Not really. You are assuming that BD standalone players will never come down in price. In time there will be more standalone BD players than PS3.

2008-01-15, 03:28 PM
So much for the frequently cited advantage of players from multiple CE vendors on the BDA side.

Not that the PS3 is perfect either...the lack of IR on the PS3 is mind boggling if they are serious about integrating with home theatre setups.
You can do this (http://www.remotecentral.com/articles/ps3-ir-remote2.htm) until someone comes up with a nicer solution... I.e. BT support in universal remotes and/or a USB to IR adapter specifically for the PS3.

2008-01-15, 03:43 PM
the topic is technically true: See?
http://www.dailytech.com/Toshibas+New+Angle+Our+HD+DVD+Players+Are+Also+Great+DVD+Ups calers/article10337.htm

2008-01-15, 03:57 PM
U: Thanks for the pointer. As the article mentions, the PS2 remote with IR receiver is the tricky piece of the puzzle to obtain.

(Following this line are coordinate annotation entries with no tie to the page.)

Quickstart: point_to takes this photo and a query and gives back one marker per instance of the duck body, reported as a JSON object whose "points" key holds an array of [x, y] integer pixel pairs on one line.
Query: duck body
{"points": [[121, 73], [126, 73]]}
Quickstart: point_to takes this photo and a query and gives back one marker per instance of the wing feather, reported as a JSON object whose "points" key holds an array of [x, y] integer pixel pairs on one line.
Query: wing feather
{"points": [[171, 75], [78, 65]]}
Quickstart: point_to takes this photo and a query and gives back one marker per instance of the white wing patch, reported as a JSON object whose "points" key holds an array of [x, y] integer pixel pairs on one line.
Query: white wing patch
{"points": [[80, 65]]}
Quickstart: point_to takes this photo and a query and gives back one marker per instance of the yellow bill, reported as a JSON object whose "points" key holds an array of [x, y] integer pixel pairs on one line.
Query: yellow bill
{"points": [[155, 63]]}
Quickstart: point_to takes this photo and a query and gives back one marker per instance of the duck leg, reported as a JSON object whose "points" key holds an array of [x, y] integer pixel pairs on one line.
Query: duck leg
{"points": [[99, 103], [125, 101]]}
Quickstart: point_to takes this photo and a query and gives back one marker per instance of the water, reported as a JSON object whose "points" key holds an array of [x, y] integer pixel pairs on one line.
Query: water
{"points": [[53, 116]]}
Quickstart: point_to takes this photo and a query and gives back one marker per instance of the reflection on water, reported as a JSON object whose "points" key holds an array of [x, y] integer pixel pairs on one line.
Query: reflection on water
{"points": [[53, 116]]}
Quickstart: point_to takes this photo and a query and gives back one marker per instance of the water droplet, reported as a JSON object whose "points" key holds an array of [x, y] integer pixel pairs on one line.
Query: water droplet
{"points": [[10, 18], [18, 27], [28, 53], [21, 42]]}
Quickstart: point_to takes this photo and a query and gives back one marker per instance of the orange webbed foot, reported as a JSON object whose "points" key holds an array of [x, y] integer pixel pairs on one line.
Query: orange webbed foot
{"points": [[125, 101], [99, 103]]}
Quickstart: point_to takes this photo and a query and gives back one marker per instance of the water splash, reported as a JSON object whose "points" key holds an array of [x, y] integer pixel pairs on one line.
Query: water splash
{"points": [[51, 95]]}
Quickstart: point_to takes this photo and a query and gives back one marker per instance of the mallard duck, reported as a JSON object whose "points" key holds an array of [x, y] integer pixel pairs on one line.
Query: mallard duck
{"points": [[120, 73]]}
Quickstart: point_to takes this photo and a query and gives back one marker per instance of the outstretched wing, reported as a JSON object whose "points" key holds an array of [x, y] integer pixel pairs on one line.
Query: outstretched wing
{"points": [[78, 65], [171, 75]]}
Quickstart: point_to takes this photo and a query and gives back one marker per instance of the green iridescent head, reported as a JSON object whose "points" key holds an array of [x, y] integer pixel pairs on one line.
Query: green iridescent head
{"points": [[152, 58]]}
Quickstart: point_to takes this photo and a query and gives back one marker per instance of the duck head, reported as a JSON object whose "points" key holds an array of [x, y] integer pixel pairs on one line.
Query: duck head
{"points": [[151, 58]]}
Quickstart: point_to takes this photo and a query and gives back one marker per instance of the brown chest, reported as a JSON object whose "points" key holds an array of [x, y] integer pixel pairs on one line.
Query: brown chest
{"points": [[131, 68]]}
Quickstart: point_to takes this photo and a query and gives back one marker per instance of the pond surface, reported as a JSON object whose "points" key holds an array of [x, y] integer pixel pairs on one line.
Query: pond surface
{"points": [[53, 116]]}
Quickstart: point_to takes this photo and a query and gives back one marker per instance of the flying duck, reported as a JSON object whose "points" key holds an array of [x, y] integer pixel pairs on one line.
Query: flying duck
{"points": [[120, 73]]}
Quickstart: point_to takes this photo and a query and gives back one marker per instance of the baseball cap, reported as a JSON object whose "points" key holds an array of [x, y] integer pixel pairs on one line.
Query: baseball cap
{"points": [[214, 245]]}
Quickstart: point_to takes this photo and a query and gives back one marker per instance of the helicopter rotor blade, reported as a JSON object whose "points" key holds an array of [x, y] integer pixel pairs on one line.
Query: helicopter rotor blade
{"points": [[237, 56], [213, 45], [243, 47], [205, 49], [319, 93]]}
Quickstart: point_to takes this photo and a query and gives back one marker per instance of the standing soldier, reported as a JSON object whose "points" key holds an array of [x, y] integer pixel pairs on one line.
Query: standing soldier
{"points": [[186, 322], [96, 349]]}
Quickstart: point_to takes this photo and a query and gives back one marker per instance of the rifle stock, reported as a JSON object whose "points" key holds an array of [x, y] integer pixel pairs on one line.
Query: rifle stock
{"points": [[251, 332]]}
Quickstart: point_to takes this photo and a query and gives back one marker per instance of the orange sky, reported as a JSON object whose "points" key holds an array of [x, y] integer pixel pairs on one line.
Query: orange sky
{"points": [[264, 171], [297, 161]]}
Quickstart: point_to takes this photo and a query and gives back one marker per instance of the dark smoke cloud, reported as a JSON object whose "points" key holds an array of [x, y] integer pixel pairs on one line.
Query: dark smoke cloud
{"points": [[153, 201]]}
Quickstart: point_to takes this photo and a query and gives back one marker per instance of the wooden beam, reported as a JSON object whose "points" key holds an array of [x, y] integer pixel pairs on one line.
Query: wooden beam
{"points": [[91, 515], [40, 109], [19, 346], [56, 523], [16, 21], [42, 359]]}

BT in universal remotes won't help the perfectly functional non-BT Harmony remotes out there. The one we have should be good enough for a loooong time.

Just another reason we'll stay out of the Blu pool for quite a while yet.

2008-01-15, 04:08 PM
U: Thanks for the pointer. As the article mentions, the PS2 remote with IR receiver is the tricky piece of the puzzle to obtain.

PS3 Nyko Bluwave USB IR receiver which I am using fine with a universal remote.